As it stands, a small working group has been formed with the brief of creating a schedule and travel plan agreeable to all participating countries as well as the broadcaster before a final call is taken. The weather is likely to play a key role in determining the second venue outside of Pakistan, though there will be keenness among the Asian venues to host high-profile India-Pakistan games. Temperatures in early September in the UAE usually hover around the 40-degreee centigrade mark, though that has not prevented cricket from being played there: the 2021 IPL was played there late September, but Pakistan have played international matches in early September. In Muscat, Oman’s capital, temperatures remain lower and it did host the first round of the 2021 T20 World Cup. The option for England remains an ambitious one, though the prospect of big crowds in a city like London is likely to be an attractive one.

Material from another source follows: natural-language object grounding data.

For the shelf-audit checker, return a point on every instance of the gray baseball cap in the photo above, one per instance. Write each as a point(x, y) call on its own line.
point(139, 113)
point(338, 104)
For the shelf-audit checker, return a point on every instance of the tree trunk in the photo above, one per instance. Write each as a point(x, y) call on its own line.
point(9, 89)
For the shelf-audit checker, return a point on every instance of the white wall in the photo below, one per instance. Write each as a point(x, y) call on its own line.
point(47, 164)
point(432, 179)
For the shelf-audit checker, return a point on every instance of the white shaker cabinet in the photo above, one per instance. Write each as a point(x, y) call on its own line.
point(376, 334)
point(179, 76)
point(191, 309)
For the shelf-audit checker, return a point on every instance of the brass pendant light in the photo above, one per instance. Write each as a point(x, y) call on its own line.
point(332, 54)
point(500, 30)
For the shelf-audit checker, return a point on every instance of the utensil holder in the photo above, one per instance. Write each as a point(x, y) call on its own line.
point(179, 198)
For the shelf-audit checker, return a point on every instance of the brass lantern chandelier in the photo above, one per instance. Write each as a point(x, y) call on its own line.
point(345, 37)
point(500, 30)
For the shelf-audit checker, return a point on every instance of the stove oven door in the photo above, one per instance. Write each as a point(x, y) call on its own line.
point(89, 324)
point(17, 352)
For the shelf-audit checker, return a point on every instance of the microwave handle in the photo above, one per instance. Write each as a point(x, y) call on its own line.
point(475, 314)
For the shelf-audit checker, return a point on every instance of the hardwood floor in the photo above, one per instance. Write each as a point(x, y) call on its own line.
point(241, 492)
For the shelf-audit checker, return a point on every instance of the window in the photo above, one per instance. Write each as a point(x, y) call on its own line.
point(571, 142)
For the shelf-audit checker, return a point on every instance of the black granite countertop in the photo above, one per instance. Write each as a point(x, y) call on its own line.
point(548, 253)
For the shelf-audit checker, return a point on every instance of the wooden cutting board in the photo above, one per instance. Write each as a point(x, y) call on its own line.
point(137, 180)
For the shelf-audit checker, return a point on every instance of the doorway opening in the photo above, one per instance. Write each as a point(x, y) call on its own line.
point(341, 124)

The option of staging part of the Asia Cup outside Pakistan was agreed in principle as the most favourable by all members of the Asian Cricket Council (ACC) when they met last weekend in Dubai, on the sidelines of the ICC’s quarterly board meetings. Having failed to reach a resolution mid-March in Bahrain at the ACC meet, members converged for two further rounds of informal discussions in Dubai. The PCB, which has the hosting rights for the 2023 edition of Asia Cup, was represented by its chair Najam Sethi while the BCCI team comprised its secretary Jay Shah and Arun Dhumal, the IPL governing council chairman.

Last October, the PCB was caught off guard by Shah who said that the 2023 Asia Cup would be held in a “neutral” venue. The PCB, then under Ramiz Raja – Sethi’s predecessor – immediately responded that Pakistan would pull out of the tournament altogether if it was taken out of the country. Sethi reiterated that stance both in the Bahrain and Dubai rounds of discussions. Shah said he had made the statement in his capacity as the ACC president. During the Bahrain meeting, the BCCI pointed out that as hosts it had successfully conducted the 2018 edition of Asia Cup at a neutral venue – in the UAE – after it became clear Pakistan could not travel to India due to the strained political ties between the two neighbouring countries.

Relations continuing as they are, Shah had told the ACC that India wouldn’t be able to travel to Pakistan for the Asia Cup. As discussions began in Dubai, he reiterated the position. The PCB did likewise, saying that if the entire tournament was taken out of Pakistan, they would pull out of the event altogether. At one point Sri Lanka Cricket (SLC) had offered to swap the hosting rights with the PCB, willing to stage the entire tournament, but that was rejected by the PCB.

With a stalemate all too apparent, a second option of splitting the tournament across two countries including Pakistan emerged over the course of informal discussions and was eventually presented and discussed at the formal ACC meeting. It is understood both PCB and BCCI were open to such a plan, subject to details and logistics being worked out that satisfied everyone. The plan will also be taken to their individual governments before a formal schedule is worked out.